Il ricorso per cassazione è improcedibile qualora la parte ricorrente dichiari di aver ricevuto la notificazione della sentenza impugnata a mezzo PEC, depositando, nei termini indicati dall’art. 369, comma 1, c.p.c., copia autentica della sentenza priva della relazione di notificazione ovvero delle copie cartacee dei messaggi di spedizione e di ricezione e di tale documentazione non abbia effettuato la produzione neppure la parte controricorrente.

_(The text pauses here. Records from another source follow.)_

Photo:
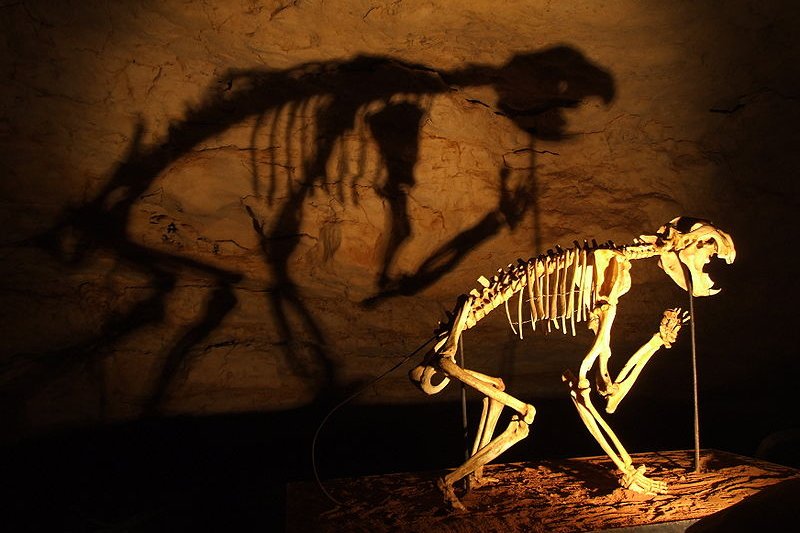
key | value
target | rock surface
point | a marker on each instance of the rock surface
(236, 206)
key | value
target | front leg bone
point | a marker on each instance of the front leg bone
(667, 334)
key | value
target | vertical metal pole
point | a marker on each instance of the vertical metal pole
(463, 400)
(694, 384)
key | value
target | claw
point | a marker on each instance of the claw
(636, 481)
(450, 495)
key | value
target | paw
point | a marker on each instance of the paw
(449, 494)
(635, 480)
(478, 481)
(671, 324)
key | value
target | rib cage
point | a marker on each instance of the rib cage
(553, 289)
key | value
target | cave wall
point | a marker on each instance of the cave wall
(214, 207)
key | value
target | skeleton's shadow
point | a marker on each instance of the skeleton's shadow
(391, 98)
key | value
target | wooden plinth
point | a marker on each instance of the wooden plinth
(555, 496)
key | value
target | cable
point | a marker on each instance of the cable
(346, 401)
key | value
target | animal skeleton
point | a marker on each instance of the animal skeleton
(562, 287)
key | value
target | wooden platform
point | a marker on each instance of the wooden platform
(553, 496)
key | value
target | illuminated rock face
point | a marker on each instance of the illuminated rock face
(243, 207)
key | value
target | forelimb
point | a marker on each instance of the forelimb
(668, 332)
(603, 317)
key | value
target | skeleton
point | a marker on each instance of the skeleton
(562, 288)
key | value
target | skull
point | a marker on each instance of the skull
(687, 246)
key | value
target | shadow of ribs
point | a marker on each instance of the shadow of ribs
(557, 290)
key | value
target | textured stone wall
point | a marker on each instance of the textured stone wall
(235, 206)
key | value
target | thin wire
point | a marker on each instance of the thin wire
(346, 401)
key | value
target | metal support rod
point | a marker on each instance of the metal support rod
(694, 384)
(463, 400)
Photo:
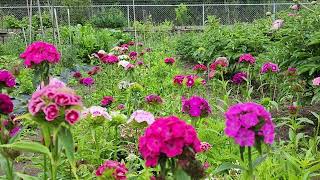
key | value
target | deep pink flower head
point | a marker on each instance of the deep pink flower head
(200, 68)
(269, 67)
(133, 55)
(88, 81)
(54, 101)
(247, 121)
(107, 101)
(292, 71)
(295, 7)
(129, 67)
(119, 170)
(178, 79)
(6, 105)
(196, 106)
(94, 70)
(7, 79)
(247, 58)
(205, 146)
(131, 43)
(140, 63)
(153, 99)
(239, 77)
(167, 136)
(220, 62)
(277, 24)
(39, 52)
(109, 59)
(77, 75)
(141, 116)
(316, 81)
(169, 60)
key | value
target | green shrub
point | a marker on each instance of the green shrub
(112, 18)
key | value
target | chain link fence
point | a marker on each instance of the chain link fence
(196, 14)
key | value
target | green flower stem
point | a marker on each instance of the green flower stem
(9, 172)
(250, 171)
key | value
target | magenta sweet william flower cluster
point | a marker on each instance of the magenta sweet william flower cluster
(56, 100)
(249, 122)
(167, 137)
(188, 80)
(247, 58)
(7, 79)
(87, 81)
(119, 170)
(200, 68)
(196, 106)
(169, 60)
(220, 62)
(239, 77)
(39, 52)
(6, 105)
(107, 101)
(109, 59)
(269, 67)
(153, 99)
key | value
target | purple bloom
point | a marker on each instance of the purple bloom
(269, 67)
(196, 106)
(245, 121)
(88, 81)
(239, 77)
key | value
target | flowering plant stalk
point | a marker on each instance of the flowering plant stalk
(55, 108)
(9, 132)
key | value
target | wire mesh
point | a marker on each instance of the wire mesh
(196, 14)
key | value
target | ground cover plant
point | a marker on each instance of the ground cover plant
(232, 102)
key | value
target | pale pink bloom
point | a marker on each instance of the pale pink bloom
(142, 116)
(316, 81)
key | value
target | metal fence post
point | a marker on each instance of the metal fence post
(203, 14)
(128, 15)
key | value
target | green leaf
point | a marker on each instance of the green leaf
(66, 139)
(181, 175)
(259, 160)
(26, 177)
(227, 166)
(29, 147)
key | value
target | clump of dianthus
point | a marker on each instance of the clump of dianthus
(167, 137)
(249, 123)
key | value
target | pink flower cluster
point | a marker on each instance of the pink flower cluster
(269, 67)
(7, 79)
(220, 62)
(248, 123)
(239, 77)
(169, 60)
(205, 146)
(107, 101)
(247, 58)
(119, 170)
(39, 52)
(141, 116)
(109, 59)
(153, 99)
(6, 105)
(54, 100)
(167, 136)
(189, 80)
(87, 81)
(200, 68)
(196, 106)
(133, 55)
(316, 81)
(94, 70)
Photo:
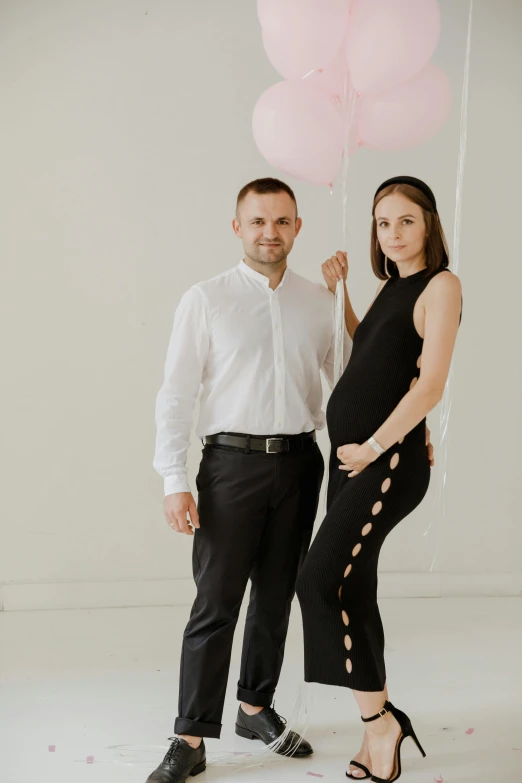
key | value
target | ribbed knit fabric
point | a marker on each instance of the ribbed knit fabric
(337, 585)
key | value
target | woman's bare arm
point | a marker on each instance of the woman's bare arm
(442, 307)
(442, 313)
(335, 269)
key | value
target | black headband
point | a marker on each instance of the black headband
(414, 182)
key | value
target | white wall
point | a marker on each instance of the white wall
(125, 137)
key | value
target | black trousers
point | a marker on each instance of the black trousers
(256, 513)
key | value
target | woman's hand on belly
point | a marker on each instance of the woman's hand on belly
(356, 457)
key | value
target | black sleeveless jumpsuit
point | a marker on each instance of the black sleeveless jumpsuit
(337, 585)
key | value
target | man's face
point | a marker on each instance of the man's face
(267, 226)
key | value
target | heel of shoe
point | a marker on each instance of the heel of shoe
(246, 733)
(199, 769)
(416, 741)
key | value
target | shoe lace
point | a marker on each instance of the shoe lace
(173, 751)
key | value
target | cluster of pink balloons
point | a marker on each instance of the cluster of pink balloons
(371, 54)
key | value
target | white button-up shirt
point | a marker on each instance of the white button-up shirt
(252, 354)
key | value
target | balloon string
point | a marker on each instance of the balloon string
(348, 106)
(447, 397)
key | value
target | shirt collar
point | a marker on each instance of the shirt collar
(259, 277)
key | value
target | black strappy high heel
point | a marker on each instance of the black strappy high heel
(406, 731)
(367, 773)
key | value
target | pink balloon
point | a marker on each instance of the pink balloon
(332, 78)
(299, 130)
(407, 115)
(389, 42)
(302, 35)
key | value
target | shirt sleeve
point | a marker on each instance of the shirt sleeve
(328, 367)
(184, 367)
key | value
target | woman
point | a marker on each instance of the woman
(379, 467)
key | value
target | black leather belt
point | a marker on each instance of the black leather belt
(270, 445)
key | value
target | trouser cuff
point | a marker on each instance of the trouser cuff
(195, 728)
(255, 698)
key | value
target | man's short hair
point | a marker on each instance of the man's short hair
(265, 185)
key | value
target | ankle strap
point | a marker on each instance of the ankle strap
(380, 714)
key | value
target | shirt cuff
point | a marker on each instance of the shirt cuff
(174, 484)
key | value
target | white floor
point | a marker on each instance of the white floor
(103, 684)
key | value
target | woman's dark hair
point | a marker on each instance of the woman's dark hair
(265, 185)
(436, 248)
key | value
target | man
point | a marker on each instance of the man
(251, 343)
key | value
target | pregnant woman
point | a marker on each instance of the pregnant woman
(379, 467)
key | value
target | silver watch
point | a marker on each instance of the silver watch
(376, 446)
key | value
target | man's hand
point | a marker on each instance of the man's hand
(176, 508)
(334, 269)
(429, 444)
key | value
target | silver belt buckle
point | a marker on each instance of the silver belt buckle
(268, 442)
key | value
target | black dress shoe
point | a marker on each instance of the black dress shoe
(267, 726)
(181, 761)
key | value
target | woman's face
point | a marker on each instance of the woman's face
(401, 229)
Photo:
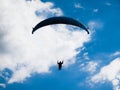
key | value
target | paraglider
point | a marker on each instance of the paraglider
(59, 20)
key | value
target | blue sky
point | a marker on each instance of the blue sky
(92, 62)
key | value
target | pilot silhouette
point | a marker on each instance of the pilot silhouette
(60, 65)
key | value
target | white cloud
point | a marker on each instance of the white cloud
(85, 55)
(110, 73)
(95, 24)
(90, 67)
(77, 5)
(2, 85)
(108, 4)
(116, 53)
(95, 10)
(27, 53)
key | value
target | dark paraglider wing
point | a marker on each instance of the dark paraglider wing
(59, 20)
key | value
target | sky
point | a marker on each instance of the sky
(29, 61)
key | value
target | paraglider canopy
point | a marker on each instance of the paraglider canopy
(59, 20)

Così ha statuito la Corte di Cassazione con l’ordinanza n. 12231/21 depositata il 10 maggio. Alcuni assegnatari di unità abitative hanno impugnato la sentenza pronunciata dalla Corte di Appello di Roma, notificata per via telematica. La Corte di Cassazione accoglie l’eccezione formulata dai controricorrenti, i quali avevano eccepito l’improcedibilità del ricorso per mancata produzione della copia autentica della sentenza con la relata di notificazione e la relativa asseverazione. Infatti, nel caso di specie era stata prodotta la copia autentica della sentenza impugnata ma non la copia con la relata di notificazione avvenuta mediante PEC e della cui estrazione dalla stessa avrebbe dovuto farsi asseverazione. La copia notificata non risultava nemmeno prodotta dalla controparte. La Suprema Corte ribadisce dunque il principio già affermato dalle Sezioni Unite n. 10648/17 secondo cui il ricorso per cassazione è improcedibile qualora la parte ricorrente dichiari di aver ricevuto la notificazione della sentenza impugnata, depositando, nei termini indicati dall’art. 369, comma 1 c.p.c., copia autentica della sentenza, priva però della relazione di notificazione ovvero delle copie cartacee dei messaggi di spedizione e di ricezione, in caso di notificazione a mezzo PEC e di tale documentazione non abbia effettuato la produzione neppure la parte controricorrente . Alla luce di tale principio la Corte di Cassazione rigetta il ricorso.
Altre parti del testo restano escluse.